Imagine an eight year old who had never ventured from the suburbia of Northeast Ohio standing on the edge of the Grand Canyon for the first time. Or standing at the base of the Teton Mountains in Wyoming anticipating a hike through it's hills. Or laying in Rocky Mountain National Park next to a genuine campfire watching the moon rise above the mountains and seeing more stars than she'd seen even during school trips to the planetarium. Imagine how these sites would affect an eight year old girl from Mentor, Ohio who had hardly ventured beyond the contained neighborhoods and highways that surrounded her.
I consider myself fortunate that my experience with nature began at a young age. As I transitioned from childhood to my teenage and young adult years, exposure to some of the most impressive natural sites in our country became a part of my concept of nature and how we interact with it. While other kids my age were traveling to Disney World or visiting their Grandma in Texas, my family of five drove our rusty minivan and vintage 70's pop-up trailer cross country to the Rocky Mountains. Over the past twelve years we've spent weeks with our retro pop-up in some of the Rockies' stunning park and campsites. As a young child the sites I saw amazed me; no photograph I'd seen could do justice to the magnitude of a mountain range or the Grand Canyon or Old Faithful. As I grow older, the sites continue to awe me, though this amazement has developed into a genuine respect and admiration.
The first few trips we made to the mountains had the most significant impact on my environmental ethics. As we grow older, we are taken from a naïve state of ignorance and slowly introduced to new concepts about the world around us. Our universe grows from our neighborhood to a country and an entire planet and even solar system. These concepts are learned through our education systems, our family’s narrative, television, and storybooks. However, nothing can teach as well as practical experience. I firmly believe that there is no way to teach a young child about their respective size than to take them to one of nature’s major creations. During the course of our family vacations, I quickly realized that we are a miniscule part of nature and our world; it is impossible for anyone who stood where I stood to feel any differently.
This realization has become central to my beliefs and actions throughout the later years of my life. I don’t consider myself a religious person; the strict rules and restrictions of the Roman Catholic faith never set well with me. However, I believe that my experiences with and immense respect for nature has created, or at least enhanced, a form of faith for me. This respect is grounded in the belief that something unnatural must have helped form the world that we live in. Though I have trouble believing some of the stories of the Bible I can see many of its concepts in our surroundings. Furthermore, I believe that one can live well in the eyes of God by living life to the fullest and appreciating all that we are given. For me, the environment is one of the greatest gifts we have been provided and therefore I feel it is each person’s responsibility to protect it and enjoy it.

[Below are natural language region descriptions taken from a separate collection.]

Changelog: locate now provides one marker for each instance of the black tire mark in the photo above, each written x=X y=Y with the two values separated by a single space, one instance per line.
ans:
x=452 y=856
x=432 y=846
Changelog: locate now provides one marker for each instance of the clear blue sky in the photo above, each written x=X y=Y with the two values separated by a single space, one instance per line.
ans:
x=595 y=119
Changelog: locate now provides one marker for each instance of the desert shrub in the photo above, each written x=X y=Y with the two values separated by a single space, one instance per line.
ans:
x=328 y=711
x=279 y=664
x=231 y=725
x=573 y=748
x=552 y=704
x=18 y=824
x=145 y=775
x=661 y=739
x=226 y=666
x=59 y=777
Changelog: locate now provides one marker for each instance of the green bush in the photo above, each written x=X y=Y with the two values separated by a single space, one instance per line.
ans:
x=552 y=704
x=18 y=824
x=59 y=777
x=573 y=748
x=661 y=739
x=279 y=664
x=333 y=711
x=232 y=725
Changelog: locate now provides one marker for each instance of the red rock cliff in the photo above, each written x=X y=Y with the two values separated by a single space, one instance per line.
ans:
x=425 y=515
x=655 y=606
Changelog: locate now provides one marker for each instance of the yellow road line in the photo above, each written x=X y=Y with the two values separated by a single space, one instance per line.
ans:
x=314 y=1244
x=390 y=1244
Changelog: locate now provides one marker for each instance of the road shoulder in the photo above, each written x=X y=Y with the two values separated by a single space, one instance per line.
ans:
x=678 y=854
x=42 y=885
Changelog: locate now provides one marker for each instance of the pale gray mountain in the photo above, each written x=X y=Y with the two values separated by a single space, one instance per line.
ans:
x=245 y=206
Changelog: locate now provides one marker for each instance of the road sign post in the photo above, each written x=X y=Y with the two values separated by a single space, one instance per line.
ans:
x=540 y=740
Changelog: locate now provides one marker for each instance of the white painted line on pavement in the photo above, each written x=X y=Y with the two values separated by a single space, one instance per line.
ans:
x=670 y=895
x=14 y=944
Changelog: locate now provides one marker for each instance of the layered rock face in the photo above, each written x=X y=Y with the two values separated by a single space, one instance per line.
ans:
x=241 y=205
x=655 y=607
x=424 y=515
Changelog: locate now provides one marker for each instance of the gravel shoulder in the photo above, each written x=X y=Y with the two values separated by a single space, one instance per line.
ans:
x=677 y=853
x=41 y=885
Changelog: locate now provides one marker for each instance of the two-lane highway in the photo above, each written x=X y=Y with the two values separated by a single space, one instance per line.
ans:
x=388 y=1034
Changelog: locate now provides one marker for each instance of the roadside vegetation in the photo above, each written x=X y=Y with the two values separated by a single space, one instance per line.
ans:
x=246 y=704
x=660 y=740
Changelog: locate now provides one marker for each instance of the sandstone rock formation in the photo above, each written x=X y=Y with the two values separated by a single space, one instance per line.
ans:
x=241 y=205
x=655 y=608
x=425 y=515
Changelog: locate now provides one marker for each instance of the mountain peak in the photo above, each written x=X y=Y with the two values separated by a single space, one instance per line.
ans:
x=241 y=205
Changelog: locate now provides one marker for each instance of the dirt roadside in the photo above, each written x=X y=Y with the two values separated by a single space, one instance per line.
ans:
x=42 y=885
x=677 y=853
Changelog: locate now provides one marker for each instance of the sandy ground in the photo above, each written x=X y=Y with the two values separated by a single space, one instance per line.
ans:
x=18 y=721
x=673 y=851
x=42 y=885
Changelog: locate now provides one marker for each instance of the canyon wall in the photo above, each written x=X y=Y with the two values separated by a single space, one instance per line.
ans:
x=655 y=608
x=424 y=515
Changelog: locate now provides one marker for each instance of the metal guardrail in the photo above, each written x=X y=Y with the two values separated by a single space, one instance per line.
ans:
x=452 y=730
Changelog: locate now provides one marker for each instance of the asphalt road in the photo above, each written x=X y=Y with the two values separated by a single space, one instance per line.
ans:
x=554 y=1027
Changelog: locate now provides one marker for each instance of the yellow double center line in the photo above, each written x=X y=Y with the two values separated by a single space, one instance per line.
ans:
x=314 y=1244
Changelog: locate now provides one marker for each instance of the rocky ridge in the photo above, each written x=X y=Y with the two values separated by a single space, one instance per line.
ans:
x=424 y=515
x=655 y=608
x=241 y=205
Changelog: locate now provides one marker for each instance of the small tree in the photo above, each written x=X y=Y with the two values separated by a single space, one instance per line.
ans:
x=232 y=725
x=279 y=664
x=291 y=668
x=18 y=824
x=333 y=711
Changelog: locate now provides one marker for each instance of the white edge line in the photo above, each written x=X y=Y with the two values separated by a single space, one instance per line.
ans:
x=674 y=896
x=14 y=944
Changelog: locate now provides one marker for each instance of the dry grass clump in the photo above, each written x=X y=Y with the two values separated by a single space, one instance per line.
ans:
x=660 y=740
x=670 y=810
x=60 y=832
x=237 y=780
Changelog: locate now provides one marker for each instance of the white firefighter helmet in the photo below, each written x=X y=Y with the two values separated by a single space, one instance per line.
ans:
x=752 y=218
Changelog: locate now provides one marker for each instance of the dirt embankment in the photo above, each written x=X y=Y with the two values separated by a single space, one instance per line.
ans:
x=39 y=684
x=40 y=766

Stemming from the experiences I have had with nature, I have become very aware of how our actions affect the environment around us and how much damage mankind is capable of doing. This consciousness has guided my actions and motivations throughout the past few years. I have grown more conscience of how my actions affect the environment and how I can become more responsible for caring for it. Small steps - recycling, using cloth bags while shopping, not drinking bottled water, walking instead of driving - have been integrated into my daily routine. Admittedly, I still have a long way to go; there is always some way we can improve our commitment to preserving nature. However, I recognize the need for responsible living and have a strong motivation to keep working towards it – a family photo from a past vacation always does the trick.
Liz,
ReplyDeleteYour essay uses some family trips out west as the basis for your point that experience is the most important influence on your and others' environmental ethic. When you offer Disneyworld as the usual vacation, your trips do seem more like they would lead to different sense of things.
You say that you got a sense of your smallness in the vastness of the west.
You make some nice moves along the way--"Our universe grows from our neighborhood to a country and an entire planet and even solar system." This supports your point about realizing one's place.
The way you begin is a sort of writing cliche--"imagine" etc. I think it would be more powerful to try first person instead--"I was an eight year old from etc. standing on the edge of the grand canyon." Play around with that.
The last two paragraphs on religion and your ethic are interesting but stay at at pretty general level. On religion you say, "This respect is grounded in the belief that something unnatural must have helped form the world that we live in." This sounds like a contradiction. How can the natural world be the product of something unnatural?
Work the past paragraph to state more specifically what effect your actions have. One more thought: if consciousness about the environment depends on having experiences such as yours, are we doomed?